On September 30, 2023, GBL is a major shareholder in the following companies:

- Affidea - Leading provider of advanced diagnostic imaging, outpatient and cancer care services in Europe.
- Sanoptis - European leader in ophthalmology services.
- Canyon - The world's largest direct-to-consumer manufacturer of premium bicycles, produces road bikes, mountain bikes, hybrid bikes, triathlon bikes, and e-bikes.
- Parques Reunidos - The second-largest leisure park operator in Europe and holds the largest individual portfolio of water parks globally.
- Voodoo - French mobile game developer and publisher.
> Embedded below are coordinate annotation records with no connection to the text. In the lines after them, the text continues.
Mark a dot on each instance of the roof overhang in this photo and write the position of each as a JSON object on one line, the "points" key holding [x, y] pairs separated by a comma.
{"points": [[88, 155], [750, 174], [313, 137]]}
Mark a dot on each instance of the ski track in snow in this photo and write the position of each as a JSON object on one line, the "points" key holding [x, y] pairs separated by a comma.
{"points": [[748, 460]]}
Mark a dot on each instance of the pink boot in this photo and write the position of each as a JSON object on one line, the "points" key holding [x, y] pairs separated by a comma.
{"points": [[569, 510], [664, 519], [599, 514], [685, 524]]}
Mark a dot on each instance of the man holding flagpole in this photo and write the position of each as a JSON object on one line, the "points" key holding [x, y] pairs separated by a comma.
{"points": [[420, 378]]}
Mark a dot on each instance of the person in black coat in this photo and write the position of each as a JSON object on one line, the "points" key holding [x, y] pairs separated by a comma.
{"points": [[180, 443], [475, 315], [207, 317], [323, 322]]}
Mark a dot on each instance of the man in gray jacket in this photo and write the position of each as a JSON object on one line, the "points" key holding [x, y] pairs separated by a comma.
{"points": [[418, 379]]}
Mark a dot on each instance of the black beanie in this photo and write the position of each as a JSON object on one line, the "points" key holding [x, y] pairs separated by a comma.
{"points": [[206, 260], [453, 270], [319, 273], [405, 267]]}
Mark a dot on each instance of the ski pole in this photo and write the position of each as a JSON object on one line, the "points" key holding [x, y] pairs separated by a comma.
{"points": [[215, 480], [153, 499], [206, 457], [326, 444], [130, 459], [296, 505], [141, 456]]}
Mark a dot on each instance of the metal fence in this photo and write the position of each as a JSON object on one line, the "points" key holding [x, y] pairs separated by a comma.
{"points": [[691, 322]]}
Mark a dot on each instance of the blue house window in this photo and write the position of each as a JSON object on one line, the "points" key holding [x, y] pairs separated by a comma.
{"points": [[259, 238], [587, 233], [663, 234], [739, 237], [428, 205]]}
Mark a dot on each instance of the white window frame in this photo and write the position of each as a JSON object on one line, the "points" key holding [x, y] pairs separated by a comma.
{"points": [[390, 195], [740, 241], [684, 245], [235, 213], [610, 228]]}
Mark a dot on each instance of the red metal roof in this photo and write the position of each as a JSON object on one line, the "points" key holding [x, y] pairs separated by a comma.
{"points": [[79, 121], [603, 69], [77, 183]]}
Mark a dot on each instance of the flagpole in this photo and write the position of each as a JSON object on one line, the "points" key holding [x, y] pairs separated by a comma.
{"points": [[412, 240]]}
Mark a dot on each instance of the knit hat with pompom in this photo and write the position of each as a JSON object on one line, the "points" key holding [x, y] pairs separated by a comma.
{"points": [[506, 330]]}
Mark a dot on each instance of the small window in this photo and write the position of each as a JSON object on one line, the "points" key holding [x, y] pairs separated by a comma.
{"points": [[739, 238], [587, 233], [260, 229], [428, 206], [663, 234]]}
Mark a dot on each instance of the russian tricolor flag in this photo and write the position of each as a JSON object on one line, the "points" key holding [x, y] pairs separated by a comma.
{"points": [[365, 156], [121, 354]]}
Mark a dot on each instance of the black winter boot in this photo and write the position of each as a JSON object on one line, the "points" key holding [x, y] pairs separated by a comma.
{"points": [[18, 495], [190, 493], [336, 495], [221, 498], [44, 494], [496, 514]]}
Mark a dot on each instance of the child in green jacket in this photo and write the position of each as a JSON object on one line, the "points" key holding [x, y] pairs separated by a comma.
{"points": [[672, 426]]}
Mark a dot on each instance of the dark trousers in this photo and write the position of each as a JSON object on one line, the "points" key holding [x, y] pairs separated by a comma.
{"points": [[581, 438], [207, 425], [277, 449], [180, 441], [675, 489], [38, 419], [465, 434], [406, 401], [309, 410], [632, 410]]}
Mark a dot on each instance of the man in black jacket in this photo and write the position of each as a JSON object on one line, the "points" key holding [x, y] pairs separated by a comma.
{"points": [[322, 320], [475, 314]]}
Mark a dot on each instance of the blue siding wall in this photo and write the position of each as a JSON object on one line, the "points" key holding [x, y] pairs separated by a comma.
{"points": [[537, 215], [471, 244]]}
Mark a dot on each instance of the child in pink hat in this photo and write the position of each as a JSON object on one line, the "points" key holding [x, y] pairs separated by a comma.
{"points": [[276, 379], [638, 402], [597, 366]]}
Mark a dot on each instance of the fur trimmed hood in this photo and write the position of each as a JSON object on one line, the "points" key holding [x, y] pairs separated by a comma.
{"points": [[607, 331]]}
GBL Capital (Alternative assets)

Established in 2013, GBL Capital invests in funds managed by asset managers and direct private equity co-investments. On September 30, 2023, the NAV of this activity represents 16% of GBL's portfolio.

Non-digital assets:

- Apheon
- Upfield
- Sagard
- Kartesia
- Carlyle
- C2 Capital
- Wella
- Mérieux Développement

Digital assets:

- Human Capital
- Backed
- Proalpha
- Stripes
- Illumio
- 468 Capital

Sienna Investment Managers (Third-party Asset Manager)

Sienna Investment Managers is a third-party asset manager that offers a range of investment strategies with a focus on long-term perspectives and environmental, social, and governance (ESG) considerations. As of June 2023, the assets under management totaled approximately EUR 30 billion.

With the support of GBL and its experience, Sienna Investment Managers aims to become a leading player in alternative third-party asset management across Europe. The firm specializes in various areas, including liquid assets, real estate, private credit, private equity, venture capital, and funds of funds.